I need some help with the following demonstration, I am a bit stuck. The statement goes as follow:
There are two automatons $A=(\Sigma,s,F,s_0,F_A)$ and $B=(\Sigma,s,F,s_0,F_B)$ ($A$ and $B$ are identical, but only differ in their final sets). If we know that all the states of both are reachable from $s_0$.
How to proof that: If $L(A)\cap L(B)=\emptyset \Rightarrow F_A \cap F_B = \emptyset$
I am a bit bad at demonstrations, and I don't know where to start, I know that if the terminal states are different then the words accepted by both automatons would be different, therefore $F_A \cap F_B = \emptyset$ would be true.

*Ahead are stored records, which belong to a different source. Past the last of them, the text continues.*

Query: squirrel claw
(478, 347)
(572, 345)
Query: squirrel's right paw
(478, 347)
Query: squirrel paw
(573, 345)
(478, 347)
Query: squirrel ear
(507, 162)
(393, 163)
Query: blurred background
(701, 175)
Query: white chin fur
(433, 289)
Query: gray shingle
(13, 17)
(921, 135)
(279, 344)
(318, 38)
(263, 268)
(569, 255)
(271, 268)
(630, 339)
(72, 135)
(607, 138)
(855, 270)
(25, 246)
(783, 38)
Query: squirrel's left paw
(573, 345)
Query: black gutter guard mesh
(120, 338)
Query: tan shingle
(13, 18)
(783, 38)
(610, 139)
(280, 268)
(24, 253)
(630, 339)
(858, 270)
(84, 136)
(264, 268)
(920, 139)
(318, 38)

Taking the contrapositive of your statement, it suffices to prove that $$ F_A \cap F_B \not= \emptyset \implies L(A)\cap L(B) \not= \emptyset $$ Let $q \in F_A \cap F_B$. Since $q$ is reachable from $s_0$, there is a path of label $u$ from $s_0$ to $q$. Since $q \in F_A \cap F_B$, this means that $u$ is accepted by $A$ and $B$, that is, $u \in L(A)\cap L(B)$. Thus $L(A)\cap L(B) \not= \emptyset$.